Professional Reflection: Art, Expression, and Connection

Reflecting on a Creative Journaling Group for People Living with HIV.

Creativity creates openings for connection, for humour, and for being seen.

In 2019, I had the opportunity to facilitate a creative and expressive journaling group at the WA AIDS Council (WAAC) for people living with HIV. It was a structured but informal program that combined guided art-making with conversation, peer connection, and moments of shared humour. While the focus was expressive journaling, the real work happened in the spaces between the pages, in the laughter, the storytelling, and the ease that comes from being with others who understand something of your experience.

The group brought together participants with diverse backgrounds and life histories, but with a shared context of managing a chronic health condition. For many, this was the first time they’d engaged in an art process in years or ever. The aim wasn’t technical skill, but self-expression, exploration, and the chance to engage with creativity in a supportive and non-judgmental setting.
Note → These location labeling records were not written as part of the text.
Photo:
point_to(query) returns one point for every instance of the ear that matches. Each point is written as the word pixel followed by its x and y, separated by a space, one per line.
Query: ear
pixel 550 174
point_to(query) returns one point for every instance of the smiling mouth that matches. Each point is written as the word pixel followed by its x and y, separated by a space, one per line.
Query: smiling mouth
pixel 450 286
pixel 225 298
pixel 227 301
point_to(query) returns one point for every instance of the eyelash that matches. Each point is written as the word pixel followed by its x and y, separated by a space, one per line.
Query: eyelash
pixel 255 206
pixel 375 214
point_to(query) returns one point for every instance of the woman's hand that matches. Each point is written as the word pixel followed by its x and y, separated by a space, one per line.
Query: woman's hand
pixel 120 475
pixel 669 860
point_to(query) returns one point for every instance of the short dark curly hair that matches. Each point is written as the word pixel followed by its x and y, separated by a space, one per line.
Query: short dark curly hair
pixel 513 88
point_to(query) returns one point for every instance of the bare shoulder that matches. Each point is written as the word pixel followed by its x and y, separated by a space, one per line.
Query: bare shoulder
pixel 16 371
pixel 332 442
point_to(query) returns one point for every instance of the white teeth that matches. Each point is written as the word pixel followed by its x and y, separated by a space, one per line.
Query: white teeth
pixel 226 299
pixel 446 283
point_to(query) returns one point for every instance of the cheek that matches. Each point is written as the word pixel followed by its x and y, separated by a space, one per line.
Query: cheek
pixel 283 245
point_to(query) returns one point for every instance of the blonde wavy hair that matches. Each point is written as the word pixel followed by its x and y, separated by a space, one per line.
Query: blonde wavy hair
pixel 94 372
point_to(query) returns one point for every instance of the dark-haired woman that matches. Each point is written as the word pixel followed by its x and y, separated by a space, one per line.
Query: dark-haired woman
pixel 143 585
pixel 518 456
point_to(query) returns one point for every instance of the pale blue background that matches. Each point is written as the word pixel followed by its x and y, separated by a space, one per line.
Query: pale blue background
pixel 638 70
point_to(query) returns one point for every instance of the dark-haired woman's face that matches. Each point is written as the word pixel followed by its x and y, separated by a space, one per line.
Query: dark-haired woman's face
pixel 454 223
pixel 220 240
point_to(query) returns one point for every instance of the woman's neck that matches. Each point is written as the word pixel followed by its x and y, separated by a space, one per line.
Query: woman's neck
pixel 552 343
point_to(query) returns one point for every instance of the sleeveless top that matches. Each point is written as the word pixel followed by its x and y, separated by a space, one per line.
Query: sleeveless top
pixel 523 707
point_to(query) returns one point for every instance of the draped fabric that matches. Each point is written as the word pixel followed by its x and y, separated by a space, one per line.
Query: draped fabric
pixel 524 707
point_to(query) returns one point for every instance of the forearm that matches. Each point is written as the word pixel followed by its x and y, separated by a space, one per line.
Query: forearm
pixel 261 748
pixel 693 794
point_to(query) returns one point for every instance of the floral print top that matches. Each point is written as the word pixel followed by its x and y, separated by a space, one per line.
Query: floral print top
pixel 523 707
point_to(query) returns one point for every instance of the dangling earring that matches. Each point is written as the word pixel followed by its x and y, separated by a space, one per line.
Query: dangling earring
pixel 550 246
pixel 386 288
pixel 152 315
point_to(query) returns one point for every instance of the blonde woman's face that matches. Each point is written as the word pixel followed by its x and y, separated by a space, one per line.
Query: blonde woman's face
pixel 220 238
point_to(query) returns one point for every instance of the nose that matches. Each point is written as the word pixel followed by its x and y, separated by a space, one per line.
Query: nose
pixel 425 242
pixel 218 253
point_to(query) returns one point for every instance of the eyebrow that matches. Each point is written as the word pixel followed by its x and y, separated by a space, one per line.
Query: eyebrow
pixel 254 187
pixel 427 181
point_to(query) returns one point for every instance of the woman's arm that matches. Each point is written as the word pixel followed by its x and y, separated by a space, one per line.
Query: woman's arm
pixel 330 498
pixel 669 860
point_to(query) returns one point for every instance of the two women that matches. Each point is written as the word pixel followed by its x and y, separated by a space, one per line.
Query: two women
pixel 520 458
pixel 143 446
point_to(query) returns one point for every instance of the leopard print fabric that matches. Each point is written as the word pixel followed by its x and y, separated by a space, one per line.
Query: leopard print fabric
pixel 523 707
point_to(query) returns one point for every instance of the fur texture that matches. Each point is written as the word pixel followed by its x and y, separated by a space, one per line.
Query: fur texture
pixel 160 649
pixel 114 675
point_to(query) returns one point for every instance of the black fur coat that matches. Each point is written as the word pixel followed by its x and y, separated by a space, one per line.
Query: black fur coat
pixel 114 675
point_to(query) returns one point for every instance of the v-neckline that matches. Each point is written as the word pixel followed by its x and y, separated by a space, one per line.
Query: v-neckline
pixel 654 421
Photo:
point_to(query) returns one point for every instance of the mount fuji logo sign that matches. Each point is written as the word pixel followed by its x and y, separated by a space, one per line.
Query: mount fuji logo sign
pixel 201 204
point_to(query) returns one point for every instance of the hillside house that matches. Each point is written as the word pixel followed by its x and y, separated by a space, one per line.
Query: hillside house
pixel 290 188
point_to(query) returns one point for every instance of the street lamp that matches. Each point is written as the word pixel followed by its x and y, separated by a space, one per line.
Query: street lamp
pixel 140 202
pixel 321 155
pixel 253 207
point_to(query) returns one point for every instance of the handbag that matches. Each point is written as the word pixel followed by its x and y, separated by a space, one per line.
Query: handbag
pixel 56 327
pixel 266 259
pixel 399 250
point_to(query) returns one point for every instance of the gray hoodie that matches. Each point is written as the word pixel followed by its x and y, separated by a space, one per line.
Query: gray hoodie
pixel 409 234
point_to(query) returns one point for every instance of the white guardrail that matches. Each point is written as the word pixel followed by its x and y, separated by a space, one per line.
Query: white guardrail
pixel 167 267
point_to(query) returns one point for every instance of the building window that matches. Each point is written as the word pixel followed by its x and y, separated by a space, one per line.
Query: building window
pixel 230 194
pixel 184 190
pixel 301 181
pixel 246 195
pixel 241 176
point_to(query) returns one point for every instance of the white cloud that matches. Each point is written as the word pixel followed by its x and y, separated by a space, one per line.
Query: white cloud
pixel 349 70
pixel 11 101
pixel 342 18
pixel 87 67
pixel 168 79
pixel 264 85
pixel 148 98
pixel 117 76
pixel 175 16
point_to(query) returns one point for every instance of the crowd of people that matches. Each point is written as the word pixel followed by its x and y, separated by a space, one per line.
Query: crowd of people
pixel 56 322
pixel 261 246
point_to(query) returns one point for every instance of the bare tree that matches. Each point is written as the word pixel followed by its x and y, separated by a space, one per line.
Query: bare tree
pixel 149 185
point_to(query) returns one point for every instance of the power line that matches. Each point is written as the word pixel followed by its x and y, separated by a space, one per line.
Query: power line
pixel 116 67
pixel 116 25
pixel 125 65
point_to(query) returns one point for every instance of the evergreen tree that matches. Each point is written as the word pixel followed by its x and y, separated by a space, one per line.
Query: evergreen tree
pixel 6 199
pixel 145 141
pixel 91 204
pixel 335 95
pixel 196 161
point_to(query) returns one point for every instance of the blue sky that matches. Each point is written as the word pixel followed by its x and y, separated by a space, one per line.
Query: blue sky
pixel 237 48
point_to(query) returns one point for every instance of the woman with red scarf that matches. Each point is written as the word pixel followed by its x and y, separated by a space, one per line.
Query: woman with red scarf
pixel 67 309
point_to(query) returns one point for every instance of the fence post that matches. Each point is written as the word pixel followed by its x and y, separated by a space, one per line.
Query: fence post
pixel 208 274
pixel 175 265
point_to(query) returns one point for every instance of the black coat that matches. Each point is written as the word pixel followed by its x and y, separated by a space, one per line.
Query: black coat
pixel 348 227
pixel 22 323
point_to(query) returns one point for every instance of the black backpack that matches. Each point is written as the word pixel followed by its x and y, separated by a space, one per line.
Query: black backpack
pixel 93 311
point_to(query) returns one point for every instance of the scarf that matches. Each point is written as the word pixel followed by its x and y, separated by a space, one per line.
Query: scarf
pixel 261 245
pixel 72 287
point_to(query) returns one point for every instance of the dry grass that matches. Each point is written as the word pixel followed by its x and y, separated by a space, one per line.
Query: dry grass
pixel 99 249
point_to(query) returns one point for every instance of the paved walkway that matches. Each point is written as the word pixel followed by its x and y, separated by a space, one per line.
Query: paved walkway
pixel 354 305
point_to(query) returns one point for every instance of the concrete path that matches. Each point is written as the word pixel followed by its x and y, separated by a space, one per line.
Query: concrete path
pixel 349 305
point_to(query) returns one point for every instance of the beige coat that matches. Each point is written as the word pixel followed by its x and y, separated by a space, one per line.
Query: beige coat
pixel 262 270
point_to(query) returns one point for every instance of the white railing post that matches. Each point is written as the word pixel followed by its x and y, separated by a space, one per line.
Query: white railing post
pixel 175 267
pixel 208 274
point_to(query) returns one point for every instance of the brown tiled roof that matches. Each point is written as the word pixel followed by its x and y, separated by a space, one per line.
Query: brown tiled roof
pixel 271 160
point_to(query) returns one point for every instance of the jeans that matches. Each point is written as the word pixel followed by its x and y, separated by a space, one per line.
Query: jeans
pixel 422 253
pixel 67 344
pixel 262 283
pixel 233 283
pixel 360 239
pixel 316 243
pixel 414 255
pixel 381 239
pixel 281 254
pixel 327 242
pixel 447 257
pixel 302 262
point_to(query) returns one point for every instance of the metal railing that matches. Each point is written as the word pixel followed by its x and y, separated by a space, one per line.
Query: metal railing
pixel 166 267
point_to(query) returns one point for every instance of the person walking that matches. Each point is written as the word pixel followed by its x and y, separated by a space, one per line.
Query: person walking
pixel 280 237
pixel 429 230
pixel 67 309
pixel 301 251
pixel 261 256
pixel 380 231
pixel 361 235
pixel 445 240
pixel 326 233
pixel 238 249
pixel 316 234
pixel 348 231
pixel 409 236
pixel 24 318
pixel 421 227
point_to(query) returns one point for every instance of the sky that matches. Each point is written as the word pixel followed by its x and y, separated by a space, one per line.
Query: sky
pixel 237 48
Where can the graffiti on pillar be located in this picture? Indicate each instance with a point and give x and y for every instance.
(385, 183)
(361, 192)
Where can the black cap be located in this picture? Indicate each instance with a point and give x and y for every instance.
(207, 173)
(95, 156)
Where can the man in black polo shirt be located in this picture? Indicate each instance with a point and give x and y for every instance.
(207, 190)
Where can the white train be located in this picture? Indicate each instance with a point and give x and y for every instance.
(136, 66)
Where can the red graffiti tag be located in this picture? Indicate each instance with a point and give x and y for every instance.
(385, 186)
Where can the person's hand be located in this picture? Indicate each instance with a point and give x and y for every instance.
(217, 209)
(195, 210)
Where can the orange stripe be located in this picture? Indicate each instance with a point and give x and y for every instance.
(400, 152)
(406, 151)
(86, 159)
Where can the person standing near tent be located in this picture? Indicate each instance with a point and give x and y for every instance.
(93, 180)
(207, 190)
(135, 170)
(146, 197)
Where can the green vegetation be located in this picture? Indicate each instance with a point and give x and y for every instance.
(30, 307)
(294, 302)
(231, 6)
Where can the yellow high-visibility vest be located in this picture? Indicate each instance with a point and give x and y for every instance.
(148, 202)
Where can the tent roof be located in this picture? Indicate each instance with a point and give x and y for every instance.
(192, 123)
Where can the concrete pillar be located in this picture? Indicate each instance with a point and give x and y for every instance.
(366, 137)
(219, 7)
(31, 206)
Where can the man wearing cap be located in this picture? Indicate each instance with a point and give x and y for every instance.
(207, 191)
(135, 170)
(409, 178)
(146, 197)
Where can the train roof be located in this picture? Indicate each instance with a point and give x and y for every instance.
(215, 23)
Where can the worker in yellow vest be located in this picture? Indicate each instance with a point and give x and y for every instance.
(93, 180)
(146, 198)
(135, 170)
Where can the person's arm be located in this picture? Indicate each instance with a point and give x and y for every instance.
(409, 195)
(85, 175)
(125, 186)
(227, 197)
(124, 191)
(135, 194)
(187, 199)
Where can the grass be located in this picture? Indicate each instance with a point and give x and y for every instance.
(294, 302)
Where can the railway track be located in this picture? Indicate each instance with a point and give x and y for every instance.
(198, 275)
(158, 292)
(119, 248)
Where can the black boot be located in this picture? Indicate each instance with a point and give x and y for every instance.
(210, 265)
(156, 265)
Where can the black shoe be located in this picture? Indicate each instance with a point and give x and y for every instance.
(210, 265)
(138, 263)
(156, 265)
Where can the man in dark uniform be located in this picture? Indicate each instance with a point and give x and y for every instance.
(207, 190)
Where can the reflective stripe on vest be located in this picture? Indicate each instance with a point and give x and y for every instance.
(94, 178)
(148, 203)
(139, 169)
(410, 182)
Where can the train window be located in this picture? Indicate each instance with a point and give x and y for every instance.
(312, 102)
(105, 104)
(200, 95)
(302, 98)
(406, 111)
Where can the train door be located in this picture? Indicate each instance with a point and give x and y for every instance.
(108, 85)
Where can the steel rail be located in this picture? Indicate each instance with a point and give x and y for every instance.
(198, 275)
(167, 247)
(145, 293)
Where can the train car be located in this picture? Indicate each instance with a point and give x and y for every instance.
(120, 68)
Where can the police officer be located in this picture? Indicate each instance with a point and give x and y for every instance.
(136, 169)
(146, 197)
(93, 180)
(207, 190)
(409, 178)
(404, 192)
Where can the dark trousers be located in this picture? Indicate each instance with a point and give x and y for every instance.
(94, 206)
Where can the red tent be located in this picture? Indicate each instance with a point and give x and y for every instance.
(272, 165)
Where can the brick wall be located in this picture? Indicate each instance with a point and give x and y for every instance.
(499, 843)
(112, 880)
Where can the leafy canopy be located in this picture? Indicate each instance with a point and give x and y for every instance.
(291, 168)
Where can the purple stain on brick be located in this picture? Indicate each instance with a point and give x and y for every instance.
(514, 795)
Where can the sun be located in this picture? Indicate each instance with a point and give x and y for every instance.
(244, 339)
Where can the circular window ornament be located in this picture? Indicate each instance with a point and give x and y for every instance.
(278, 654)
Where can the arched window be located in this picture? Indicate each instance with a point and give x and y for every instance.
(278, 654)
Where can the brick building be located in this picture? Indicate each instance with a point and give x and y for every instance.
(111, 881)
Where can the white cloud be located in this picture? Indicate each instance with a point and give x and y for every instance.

Over several weeks, we used a range of low-barrier art materials collage, ink, paint markers, and mixed media within structured prompts and open-ended themes. Some participants chose to work visually, others incorporated text, humour, or memory. While the journals became deeply personal artefacts, the group itself functioned as a shared holding space: a place for reflection, affirmation, and lightness.

There is growing evidence to support the role of creative practices in managing chronic illness. Art-making can reduce distress, support emotion regulation, and offer a sense of agency and identity beyond the illness itself. For people living with HIV, the benefits of creative peer groups also include reduced stigma, increased social connection, and opportunities for meaning-making.

This group affirmed what I’ve seen across many settings: that creative processes don’t need to be ‘therapeutic’ in a formal sense to have therapeutic value. Sitting alongside others, sharing stories, laughing mid-way through a collage that’s taken an unexpected turn these moments contribute to wellbeing in ways that are real but often hard to quantify.

Above all, the program reminded me of the importance of joy in health-based settings. Creativity creates openings, for connection, for humour, and for being seen in ways that aren’t always available through traditional support models.

With thanks to the WA AIDS Council for hosting this program.